The right home environment protects and improves health and wellbeing, and prevents physical and mental ill health. It also enables people to:

  • manage their own health and care needs, including long term conditions
  • live independently, safely and well in their own home for as long as they choose
  • complete treatment and recover from substance misuse, tuberculosis or other ill-health
  • move on successfully from homelessness or other traumatic life event
  • access and sustain education, training and employment
  • participate and contribute to society

The right home environment is essential to delivering NHS England’s Five Year Forward View, and local authority plans for social care. It can:

  • delay and reduce the need for primary care and social care
  • prevent hospital admissions
  • enable timely discharge from hospital, and prevent re-admissions
  • enable rapid recovery from periods of ill health or planned admissions

It is also essential to ambitions for the economy.

Working together

Enabling the right home environment for health and wellbeing is complex and needs people, communities and organisations to come together.

At a national level, almost 30 organisations representing housing, homelessness, health and care professionals have signed Improving health through the home: a memorandum of understanding.

It is the collective ambition of this partnership for professionals in local areas, working with their communities, patients, clients and customers, to explore the potential, and develop plans, to improve health through the home. The resources provided here are intended to inform and support that process.

The partnership has also developed a checklist to enable local partners to review the extent to which their plans for improved health and wellbeing recognise that the home can make a difference to outcomes, and include action to address any issues.

Improving health through the home: a checklist

The home and health relationship

The home or housing circumstances present a particular risk to the health and wellbeing of:

  • children, and their families
  • people with long-term conditions
  • people with mental health issues
  • people with learning disabilities
  • people recovering from ill health
  • older people
  • people who spend a lot of time at home such as carers
  • low income households
  • people who experience a number of inequalities (inclusion health groups)

There is no single source of information about the scale and nature of risks to health and wellbeing from the home for every individual or household in a local area. Instead it is necessary to bring together intelligence from a range of national and local sources to understand this.
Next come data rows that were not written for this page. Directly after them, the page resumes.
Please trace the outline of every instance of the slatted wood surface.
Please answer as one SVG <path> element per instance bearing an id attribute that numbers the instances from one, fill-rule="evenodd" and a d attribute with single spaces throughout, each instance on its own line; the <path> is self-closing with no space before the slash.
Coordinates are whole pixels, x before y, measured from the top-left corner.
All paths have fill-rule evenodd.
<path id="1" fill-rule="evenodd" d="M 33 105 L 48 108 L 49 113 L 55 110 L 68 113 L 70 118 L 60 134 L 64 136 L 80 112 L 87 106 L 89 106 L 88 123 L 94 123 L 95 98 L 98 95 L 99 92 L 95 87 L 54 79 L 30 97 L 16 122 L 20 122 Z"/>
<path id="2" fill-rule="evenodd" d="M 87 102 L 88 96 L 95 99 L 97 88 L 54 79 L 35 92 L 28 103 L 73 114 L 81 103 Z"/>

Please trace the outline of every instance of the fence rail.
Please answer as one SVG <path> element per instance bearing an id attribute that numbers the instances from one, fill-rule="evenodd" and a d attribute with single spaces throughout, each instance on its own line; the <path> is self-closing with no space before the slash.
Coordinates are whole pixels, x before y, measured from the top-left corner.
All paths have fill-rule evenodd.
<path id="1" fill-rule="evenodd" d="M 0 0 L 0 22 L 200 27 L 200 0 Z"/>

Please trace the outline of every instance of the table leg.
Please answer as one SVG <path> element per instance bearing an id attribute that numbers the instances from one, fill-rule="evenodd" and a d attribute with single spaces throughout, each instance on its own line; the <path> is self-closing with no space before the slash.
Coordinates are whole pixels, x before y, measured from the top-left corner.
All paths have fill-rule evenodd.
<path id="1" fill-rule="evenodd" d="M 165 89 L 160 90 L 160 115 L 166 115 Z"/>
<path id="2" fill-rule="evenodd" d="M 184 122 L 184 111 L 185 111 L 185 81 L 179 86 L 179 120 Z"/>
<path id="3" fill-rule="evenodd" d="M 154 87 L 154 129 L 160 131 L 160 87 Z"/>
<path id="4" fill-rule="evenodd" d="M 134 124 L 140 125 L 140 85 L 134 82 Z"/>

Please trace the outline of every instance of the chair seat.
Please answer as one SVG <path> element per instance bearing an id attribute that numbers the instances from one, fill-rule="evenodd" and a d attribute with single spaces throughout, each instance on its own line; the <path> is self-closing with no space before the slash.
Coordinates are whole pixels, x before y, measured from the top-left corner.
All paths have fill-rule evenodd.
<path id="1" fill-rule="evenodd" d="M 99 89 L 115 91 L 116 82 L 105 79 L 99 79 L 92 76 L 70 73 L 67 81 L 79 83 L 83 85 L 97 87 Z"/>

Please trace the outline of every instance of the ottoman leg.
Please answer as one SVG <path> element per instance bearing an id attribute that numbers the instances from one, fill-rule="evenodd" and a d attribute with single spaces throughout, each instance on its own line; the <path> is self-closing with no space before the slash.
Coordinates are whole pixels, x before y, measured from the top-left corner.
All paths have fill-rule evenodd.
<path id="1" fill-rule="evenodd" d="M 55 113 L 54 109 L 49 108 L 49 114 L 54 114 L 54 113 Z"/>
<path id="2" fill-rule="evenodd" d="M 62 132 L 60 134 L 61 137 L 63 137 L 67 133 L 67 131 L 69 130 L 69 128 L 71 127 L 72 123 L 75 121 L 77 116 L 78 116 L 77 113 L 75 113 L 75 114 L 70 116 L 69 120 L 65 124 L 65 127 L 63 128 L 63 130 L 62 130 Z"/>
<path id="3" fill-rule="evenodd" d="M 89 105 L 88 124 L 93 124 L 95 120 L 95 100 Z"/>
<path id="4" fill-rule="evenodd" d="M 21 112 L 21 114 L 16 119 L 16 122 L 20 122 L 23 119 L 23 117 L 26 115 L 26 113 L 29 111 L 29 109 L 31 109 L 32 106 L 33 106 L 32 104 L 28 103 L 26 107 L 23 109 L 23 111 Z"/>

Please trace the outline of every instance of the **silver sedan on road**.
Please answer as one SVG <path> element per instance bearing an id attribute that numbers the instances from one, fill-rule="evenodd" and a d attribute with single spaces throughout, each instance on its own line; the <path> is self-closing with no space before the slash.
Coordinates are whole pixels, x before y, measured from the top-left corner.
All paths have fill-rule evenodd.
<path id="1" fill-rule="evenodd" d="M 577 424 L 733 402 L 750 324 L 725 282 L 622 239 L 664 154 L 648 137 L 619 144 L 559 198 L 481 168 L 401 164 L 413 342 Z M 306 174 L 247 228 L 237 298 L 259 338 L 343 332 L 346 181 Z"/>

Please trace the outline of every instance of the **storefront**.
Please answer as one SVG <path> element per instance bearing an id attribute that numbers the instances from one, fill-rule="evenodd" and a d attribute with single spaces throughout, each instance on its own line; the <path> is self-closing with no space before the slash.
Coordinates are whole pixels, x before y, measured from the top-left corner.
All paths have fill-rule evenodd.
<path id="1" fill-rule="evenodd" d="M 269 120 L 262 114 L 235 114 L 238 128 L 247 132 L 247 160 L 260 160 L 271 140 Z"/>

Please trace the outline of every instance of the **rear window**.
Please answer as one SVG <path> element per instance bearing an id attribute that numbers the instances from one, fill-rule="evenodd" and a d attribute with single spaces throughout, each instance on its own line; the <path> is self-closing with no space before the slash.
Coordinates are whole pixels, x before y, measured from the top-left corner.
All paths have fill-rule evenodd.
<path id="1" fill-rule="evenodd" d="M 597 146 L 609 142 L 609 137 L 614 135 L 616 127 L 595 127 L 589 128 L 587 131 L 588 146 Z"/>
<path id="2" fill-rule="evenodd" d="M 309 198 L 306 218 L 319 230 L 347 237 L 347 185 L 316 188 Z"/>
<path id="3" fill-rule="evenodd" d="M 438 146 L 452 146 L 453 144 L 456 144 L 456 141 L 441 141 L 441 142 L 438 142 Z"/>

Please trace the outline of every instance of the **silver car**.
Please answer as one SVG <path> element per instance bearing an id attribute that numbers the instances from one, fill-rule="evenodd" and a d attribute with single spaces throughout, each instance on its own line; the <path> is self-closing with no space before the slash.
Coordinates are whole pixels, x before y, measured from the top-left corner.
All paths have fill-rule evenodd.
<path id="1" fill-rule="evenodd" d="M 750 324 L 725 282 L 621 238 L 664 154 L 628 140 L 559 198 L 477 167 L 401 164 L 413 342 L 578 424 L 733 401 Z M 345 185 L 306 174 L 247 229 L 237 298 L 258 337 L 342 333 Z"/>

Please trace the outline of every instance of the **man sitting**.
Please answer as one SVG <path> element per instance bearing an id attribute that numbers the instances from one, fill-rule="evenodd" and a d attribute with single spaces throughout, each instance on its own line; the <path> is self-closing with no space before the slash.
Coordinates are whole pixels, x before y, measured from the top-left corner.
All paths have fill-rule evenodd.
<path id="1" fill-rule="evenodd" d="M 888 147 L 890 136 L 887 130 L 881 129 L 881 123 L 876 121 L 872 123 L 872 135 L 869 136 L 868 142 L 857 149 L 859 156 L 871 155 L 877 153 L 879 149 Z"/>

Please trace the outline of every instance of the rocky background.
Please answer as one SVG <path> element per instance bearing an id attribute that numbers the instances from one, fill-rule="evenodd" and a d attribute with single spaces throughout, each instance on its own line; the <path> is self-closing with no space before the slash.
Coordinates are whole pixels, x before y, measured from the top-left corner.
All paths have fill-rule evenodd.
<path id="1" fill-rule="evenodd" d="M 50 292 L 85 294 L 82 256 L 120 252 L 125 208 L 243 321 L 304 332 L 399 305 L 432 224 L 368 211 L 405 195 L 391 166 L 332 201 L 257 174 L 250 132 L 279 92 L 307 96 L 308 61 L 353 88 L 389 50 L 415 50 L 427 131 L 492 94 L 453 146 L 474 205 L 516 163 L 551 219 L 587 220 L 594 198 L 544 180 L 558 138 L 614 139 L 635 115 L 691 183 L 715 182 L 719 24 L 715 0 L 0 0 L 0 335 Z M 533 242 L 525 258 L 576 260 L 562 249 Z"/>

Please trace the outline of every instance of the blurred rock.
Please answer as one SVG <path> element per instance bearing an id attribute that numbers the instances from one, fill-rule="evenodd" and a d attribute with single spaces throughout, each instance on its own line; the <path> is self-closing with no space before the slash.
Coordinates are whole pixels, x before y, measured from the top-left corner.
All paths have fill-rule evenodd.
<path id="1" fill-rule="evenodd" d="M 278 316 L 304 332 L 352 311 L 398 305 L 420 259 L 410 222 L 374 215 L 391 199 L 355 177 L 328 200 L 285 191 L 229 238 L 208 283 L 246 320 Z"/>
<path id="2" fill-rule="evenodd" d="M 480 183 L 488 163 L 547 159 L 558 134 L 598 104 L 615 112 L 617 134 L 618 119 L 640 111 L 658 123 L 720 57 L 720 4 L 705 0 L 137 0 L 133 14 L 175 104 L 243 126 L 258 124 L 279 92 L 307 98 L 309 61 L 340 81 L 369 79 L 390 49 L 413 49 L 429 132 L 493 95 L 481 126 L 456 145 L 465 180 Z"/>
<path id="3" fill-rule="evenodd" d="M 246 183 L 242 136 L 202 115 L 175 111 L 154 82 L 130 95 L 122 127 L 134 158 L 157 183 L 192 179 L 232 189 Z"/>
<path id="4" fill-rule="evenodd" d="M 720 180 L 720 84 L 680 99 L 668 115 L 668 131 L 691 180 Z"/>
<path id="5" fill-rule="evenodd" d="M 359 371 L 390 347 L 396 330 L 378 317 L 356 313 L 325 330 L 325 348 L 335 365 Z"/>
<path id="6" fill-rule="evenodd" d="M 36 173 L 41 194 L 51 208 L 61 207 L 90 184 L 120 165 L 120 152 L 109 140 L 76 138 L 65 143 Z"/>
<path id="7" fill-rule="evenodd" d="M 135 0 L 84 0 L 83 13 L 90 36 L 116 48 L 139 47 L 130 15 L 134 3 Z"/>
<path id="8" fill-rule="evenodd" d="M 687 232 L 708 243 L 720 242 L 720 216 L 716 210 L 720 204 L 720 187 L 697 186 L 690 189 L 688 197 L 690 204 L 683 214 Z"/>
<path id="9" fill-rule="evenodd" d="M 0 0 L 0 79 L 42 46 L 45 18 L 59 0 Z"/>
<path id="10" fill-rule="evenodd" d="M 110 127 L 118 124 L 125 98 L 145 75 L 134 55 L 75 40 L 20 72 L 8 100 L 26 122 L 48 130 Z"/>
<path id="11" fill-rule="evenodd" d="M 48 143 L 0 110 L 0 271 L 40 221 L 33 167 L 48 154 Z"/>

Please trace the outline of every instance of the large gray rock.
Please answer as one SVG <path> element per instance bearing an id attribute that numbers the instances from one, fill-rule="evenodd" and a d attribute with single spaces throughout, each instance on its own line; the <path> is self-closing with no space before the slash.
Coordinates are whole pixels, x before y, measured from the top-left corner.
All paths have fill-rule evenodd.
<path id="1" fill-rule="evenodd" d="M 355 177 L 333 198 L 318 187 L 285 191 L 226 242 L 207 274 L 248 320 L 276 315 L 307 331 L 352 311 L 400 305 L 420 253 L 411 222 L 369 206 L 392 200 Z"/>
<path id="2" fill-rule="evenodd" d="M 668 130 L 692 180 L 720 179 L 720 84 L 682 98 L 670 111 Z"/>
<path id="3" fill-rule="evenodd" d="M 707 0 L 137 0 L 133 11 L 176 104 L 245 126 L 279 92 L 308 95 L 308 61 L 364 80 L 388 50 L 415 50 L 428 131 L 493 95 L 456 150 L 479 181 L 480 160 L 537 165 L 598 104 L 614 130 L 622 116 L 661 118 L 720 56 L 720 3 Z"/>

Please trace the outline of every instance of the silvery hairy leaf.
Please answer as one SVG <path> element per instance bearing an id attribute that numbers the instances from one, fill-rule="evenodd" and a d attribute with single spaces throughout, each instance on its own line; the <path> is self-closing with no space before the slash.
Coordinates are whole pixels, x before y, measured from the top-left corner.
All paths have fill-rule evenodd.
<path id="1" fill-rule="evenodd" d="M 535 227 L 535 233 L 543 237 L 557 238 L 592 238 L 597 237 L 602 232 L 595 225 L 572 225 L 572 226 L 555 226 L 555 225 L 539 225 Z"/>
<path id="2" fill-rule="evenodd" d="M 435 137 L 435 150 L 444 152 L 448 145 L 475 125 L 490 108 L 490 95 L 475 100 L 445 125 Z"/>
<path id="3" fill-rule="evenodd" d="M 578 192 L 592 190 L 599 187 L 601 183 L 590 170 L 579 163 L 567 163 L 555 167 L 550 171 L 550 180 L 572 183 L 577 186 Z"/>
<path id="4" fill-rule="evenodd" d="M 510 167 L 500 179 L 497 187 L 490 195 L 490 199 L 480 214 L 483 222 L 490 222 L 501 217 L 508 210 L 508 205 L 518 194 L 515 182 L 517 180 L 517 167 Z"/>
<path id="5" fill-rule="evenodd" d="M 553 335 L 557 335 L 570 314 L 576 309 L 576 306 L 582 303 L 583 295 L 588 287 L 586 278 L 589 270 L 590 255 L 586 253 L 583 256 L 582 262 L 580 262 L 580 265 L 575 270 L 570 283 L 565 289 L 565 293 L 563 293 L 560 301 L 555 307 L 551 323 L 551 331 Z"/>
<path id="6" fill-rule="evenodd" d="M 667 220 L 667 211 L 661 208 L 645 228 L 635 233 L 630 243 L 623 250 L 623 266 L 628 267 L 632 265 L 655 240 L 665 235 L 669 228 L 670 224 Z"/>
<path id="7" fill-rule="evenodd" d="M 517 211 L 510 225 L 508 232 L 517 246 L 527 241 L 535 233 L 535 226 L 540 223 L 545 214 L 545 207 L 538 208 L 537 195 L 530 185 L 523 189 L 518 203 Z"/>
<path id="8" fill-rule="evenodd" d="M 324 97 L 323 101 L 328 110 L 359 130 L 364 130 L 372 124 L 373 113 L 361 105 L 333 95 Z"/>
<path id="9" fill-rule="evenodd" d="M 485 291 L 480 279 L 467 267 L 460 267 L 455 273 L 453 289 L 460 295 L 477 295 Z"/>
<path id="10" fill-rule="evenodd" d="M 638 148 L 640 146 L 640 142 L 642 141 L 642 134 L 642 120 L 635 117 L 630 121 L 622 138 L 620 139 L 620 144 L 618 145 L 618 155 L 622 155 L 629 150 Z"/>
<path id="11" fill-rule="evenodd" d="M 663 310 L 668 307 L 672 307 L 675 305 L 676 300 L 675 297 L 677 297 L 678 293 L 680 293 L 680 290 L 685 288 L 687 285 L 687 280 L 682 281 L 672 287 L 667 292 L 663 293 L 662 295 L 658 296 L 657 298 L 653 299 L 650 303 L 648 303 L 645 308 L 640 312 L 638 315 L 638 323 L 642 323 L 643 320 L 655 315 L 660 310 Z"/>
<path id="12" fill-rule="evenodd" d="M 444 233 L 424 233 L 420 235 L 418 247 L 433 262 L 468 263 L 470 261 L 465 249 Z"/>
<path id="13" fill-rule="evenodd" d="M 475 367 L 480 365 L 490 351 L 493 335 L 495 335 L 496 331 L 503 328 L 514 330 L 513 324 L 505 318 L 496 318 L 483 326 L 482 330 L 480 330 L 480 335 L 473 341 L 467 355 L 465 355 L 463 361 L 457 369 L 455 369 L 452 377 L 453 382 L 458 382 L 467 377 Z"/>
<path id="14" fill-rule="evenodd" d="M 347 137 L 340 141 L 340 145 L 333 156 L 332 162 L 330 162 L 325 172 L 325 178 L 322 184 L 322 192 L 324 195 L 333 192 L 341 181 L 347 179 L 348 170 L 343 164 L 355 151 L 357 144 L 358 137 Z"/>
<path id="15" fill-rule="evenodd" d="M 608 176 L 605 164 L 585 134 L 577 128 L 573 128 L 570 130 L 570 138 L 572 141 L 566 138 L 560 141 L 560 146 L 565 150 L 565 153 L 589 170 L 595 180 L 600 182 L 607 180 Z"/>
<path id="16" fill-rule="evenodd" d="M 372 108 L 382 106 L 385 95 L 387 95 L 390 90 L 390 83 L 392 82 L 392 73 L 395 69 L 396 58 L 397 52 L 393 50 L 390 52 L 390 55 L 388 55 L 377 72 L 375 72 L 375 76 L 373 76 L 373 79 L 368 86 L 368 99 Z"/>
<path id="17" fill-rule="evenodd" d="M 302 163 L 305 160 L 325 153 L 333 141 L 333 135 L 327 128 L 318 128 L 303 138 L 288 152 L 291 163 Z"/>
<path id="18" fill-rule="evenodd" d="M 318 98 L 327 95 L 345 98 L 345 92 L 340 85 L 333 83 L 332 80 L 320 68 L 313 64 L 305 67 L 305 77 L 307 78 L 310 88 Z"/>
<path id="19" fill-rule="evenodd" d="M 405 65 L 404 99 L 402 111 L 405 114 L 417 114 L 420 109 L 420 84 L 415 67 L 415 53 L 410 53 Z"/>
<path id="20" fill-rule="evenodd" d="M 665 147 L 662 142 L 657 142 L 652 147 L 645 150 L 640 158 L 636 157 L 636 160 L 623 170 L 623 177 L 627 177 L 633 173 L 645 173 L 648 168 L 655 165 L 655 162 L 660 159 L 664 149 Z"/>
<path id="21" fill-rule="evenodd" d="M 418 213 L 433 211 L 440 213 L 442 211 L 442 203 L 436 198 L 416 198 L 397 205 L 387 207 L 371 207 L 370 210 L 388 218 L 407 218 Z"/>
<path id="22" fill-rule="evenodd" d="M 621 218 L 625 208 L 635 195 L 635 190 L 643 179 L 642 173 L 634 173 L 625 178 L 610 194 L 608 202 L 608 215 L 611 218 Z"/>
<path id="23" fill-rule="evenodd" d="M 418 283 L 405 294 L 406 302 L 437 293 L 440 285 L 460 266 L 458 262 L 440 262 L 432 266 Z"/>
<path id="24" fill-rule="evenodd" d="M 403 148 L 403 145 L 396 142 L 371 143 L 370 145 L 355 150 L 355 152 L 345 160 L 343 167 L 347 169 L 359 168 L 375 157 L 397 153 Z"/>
A life course approach is essential as the risks to health, home environment and housing circumstances look different for different populations.

Information should include:

  • the tenure - is it rented from a private landlord, social landlord or owned by the occupier (with or without a mortgage)?
  • the quality of the home - is it energy efficient and in good repair?
  • the suitability of the home - is it accessible to someone with mobility problems or is it big enough?
  • the stability of the home - does it provide a secure and safe environment?
  • the main health risks and wider impacts

Sources of intelligence and evidence, alongside guidance to support the use of this in planning and decision making are provided in Housing for health under the headings of:

  • healthy homes
  • suitable homes
  • stable homes
  • healthy communities and neighbourhoods

Infographics

You can download infographics and other resources for use in presentations of your own or to share with colleagues.

These are intended for use locally to inform conversations between sectors and professionals about the scale and nature of the homes and health relationship in your area.

The infographics cover:

  • a home in which to start and develop well
  • a home in which to live and work well
  • a home in which to age well

The infographics are based on the 2014 to 2015 English Housing Survey (EHS) dataset. Some of the data has been superseded by a new release of some of the EHS datasets, with the full set not released until later in 2017. We understand that there will be no significant changes to data shown, but you can check the EHS datasets as appropriate.